Closed koushik1989 closed 5 years ago
First, I just want to mention that if you leave the reference (or query) as scaffolded sequence with Ns, you will get Assemblytics variant calls anytime the number of Ns doesn't exactly match for alignments that bridge across the gap, so just be aware of that when analyzing your results. I would advise breaking up the scaffolds into pieces, but since you likely want to keep the coordinates, it's probably easier to use it as-is and just filter out the variant calls that overlap the N-filled sequences.
The unique sequence length can be left as the default (10kbp). The best reason for lowering this would be if your assembly has small contigs, which it might with Illumina sequencing alone, so I would try it with 1kbp unique anchor length. Also check out the Assemblytics paper, especially the supplement, which demonstrates what the unique anchor length actually means: http://www.ncbi.nlm.nih.gov/pubmed/27318204. (The preprint is also free on BioRxiv: https://www.biorxiv.org/content/10.1101/044925v1)

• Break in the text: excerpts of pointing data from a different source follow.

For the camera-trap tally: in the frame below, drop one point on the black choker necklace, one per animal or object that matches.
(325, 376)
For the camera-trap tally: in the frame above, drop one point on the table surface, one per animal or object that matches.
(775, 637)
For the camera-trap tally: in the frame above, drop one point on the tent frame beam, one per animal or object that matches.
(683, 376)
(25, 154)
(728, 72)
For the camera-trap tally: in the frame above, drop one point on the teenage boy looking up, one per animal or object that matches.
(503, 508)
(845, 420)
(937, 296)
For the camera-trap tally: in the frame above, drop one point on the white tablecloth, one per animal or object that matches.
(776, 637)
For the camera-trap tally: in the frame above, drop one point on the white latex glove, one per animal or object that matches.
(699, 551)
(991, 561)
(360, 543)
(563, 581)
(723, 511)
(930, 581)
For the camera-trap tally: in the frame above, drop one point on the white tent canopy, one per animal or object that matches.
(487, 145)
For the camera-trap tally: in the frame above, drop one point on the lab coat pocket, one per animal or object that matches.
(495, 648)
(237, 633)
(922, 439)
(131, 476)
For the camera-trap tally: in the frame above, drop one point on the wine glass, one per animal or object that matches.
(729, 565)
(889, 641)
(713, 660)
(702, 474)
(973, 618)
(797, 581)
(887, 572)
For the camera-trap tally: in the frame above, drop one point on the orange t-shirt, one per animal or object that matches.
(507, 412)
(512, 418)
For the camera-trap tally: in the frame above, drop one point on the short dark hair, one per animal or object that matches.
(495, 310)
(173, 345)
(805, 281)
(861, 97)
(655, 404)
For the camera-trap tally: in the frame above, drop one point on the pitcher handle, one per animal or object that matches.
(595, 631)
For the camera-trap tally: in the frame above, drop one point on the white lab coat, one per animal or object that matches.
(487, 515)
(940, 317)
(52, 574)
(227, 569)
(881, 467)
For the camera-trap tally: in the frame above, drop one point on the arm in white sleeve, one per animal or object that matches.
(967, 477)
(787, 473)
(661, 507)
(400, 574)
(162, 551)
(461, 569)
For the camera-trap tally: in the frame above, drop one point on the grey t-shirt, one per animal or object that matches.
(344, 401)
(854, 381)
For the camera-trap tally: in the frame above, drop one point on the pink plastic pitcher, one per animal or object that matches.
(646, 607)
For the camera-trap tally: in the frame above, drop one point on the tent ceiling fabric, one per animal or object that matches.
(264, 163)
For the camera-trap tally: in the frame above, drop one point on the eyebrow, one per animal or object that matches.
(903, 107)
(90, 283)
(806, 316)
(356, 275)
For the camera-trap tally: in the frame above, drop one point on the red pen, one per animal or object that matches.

Hi, I am trying to call variants from my 5 de novo assemblies sequenced using Illumina against a reference assembly sequenced using nanopore. I am aligning the contigs from these assemblies against the reference which is scaffold level with Ns. These assemblies are of Drosophila spp. I am confused with setting the Unique sequence length required. In one of the thread, you have pointed out that it is a judgment call, but still, I am unable to. Your inputs will help me a lot.